Treatment depends on the severity and frequency of the symptoms and the existence or not of
associated cardiovascular disease. Its objective is to try to restore the normal rhythm of the heart (sinus rhythm):

  • Cardioversion:Procedure to correct the arrhythmia and restore the normal rhythm of the heart. It can be done through antiarrhythmic drugs ( pharmacological cardioversion ) or, if they do not take effect, by electric shocks with a defibrillator ( electrical cardioversion ).
    This last procedure requires general anesthesia and the taking of anticoagulant drugs before and after its application.
  • Correct the situations that cause this arrhythmia and control the risk factors.
  • Ablation:Technique that consists of electrically isolating the pulmonary veins (where the arrhythmia is born). To reach them, a catheter is inserted
    through the groin area (femoral vein) to the heart. Once there, an electric current is generated that allows consecutive burns around
    the pulmonary veins, being isolated or disconnected. It is done with local anesthesia and sedation.
  • Antiarrhythmic Drugs:They are classified into two types: those that try to return the heart to its normal rhythm and those that decrease the heart rate
    during episodes of arrhythmia. Its use is limited, due to its intermediate efficacy, the worsening of the arrhythmia or toxicity and its tolerability. They can have side effects: too slow heart rate, fatigue, dizziness and / or loss of consciousness.

In addition to the treatments aimed at correcting the arrhythmia, the treatment of AF includes treatments focused
on the prevention of thrombi, since AF increases between 5 and 7 times the risk of suffering a stroke or embolism.

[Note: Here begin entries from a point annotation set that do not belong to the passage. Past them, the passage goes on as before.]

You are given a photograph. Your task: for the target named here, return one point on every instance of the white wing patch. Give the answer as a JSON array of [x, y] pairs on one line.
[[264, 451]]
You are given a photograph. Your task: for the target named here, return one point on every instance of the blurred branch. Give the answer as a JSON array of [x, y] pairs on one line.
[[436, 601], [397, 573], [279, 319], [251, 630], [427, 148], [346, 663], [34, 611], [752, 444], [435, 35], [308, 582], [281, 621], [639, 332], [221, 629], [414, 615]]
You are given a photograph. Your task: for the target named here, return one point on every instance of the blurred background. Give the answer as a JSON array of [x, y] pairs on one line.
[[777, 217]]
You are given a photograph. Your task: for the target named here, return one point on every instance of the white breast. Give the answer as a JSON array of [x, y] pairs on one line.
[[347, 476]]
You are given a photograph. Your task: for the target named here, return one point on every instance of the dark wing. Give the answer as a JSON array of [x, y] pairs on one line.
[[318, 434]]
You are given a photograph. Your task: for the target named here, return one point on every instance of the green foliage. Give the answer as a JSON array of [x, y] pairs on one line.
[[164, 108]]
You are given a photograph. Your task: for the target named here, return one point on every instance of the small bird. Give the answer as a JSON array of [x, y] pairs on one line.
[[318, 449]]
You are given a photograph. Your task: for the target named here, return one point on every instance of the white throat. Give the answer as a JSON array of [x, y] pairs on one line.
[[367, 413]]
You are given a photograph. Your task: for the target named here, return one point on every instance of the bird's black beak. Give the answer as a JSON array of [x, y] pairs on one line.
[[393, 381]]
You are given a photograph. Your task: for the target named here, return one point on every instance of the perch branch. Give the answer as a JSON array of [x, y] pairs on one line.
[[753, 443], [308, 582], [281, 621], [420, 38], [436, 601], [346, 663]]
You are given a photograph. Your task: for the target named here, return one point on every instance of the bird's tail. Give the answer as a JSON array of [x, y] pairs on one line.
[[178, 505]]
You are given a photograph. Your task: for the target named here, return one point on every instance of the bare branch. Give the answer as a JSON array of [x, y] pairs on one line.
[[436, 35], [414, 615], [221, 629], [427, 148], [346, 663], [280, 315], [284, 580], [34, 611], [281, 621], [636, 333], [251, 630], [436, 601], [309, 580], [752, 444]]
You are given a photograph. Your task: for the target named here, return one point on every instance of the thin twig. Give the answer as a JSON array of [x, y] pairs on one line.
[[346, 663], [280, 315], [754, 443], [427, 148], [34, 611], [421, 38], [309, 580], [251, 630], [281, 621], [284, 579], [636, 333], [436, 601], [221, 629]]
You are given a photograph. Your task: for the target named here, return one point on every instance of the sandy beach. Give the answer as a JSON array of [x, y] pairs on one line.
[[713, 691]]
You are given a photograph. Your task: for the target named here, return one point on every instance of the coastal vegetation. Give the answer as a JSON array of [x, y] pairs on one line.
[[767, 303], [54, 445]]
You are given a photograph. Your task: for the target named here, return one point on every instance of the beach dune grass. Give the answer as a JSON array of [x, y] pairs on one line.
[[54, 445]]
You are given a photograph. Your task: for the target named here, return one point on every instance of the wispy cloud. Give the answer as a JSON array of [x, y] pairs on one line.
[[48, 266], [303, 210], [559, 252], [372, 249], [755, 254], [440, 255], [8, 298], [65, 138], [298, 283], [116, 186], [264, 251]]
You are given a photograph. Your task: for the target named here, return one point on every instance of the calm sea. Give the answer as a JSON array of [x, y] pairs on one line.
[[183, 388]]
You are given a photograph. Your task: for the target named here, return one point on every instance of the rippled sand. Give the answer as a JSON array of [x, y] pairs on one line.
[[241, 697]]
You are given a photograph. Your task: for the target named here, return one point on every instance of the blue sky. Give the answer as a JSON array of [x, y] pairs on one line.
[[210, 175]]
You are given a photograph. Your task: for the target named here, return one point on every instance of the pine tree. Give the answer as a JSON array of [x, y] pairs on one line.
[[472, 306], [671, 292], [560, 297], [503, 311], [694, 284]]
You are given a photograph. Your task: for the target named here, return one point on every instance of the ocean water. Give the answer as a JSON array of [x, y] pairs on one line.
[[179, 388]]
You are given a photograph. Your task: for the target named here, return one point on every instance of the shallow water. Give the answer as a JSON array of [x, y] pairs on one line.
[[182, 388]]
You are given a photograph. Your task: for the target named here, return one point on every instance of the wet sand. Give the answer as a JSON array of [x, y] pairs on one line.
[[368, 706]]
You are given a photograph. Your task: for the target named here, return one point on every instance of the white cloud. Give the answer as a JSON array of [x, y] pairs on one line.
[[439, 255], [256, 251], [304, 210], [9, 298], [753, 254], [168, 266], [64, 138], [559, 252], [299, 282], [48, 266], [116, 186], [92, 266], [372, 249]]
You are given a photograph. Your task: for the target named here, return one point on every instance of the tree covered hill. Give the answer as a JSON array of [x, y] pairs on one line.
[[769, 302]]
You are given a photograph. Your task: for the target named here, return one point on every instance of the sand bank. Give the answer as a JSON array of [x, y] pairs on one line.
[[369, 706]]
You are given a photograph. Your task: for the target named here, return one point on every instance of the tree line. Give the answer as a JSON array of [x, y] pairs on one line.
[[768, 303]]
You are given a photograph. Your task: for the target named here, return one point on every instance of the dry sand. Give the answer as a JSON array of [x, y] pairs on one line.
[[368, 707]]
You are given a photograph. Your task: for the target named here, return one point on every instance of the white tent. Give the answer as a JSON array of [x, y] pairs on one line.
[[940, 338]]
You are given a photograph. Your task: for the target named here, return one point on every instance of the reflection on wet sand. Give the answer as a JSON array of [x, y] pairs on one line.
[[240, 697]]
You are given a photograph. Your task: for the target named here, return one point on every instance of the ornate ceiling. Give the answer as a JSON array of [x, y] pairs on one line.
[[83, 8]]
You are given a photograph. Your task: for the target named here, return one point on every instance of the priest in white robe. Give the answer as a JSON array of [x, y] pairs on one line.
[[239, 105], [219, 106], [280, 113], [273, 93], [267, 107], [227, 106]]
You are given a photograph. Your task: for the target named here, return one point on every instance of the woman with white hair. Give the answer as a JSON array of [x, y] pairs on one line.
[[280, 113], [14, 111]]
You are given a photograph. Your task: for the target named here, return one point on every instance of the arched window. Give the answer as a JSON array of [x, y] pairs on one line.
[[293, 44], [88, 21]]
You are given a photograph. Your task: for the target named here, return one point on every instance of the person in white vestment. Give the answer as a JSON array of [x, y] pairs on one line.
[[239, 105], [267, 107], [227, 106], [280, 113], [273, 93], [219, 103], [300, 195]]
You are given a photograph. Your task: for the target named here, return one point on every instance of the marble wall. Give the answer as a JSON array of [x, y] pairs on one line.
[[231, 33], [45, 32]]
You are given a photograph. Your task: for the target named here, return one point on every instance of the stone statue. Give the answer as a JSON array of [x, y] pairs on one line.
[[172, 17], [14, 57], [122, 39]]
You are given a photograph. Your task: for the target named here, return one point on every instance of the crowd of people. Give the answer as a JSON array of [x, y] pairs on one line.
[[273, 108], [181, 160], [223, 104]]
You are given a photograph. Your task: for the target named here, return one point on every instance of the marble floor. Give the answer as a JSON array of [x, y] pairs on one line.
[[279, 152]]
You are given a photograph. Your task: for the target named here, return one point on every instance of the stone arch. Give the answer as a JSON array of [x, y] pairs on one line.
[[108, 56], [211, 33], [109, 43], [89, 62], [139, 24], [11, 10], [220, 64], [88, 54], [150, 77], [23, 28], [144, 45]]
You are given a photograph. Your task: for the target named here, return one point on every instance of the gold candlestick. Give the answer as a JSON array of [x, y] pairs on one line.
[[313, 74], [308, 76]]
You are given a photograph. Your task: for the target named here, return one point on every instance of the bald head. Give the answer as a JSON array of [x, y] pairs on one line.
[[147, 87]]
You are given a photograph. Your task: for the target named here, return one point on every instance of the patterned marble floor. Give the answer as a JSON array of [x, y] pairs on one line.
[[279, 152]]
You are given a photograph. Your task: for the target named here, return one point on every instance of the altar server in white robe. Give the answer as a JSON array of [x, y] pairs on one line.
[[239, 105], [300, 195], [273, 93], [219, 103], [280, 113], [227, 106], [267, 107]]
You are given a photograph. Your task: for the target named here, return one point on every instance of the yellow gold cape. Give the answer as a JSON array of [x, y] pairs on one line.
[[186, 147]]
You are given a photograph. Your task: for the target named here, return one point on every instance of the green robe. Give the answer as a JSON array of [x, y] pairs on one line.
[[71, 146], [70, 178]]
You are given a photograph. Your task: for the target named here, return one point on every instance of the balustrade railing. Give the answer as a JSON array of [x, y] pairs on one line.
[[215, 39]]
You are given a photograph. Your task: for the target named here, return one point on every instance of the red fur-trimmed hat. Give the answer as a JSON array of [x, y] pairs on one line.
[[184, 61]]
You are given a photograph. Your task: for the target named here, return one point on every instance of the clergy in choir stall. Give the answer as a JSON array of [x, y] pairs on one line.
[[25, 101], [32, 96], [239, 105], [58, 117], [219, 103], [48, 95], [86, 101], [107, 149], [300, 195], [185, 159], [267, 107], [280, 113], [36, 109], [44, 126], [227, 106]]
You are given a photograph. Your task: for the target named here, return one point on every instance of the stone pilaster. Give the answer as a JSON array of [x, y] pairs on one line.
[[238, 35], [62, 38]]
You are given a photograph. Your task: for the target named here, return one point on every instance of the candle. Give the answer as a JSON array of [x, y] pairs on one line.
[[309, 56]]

  • Anticoagulant drugs. They prevent the formation of clots and reduce the risk of thrombi forming inside the blood vessels, slowing down the blood’s clotting time. There are two types of oral anticoagulants:
    • Antivitamin K (AVK). They inhibit vitamin K, a substance involved in the coagulation process. Its effect can be altered by the diet and by the interaction with other medicines, for this reason periodic controls should be carried out every 4-6 weeks and adjust the dose depending on the result of the INR. The INR is the index that indicates the time it takes blood to clot.
    • Direct Oral Anticoagulants (ACODs). They directly inhibit different coagulation factors. They are administered at fixed doses, without the need for periodic controls, as their effect is predictable and constant.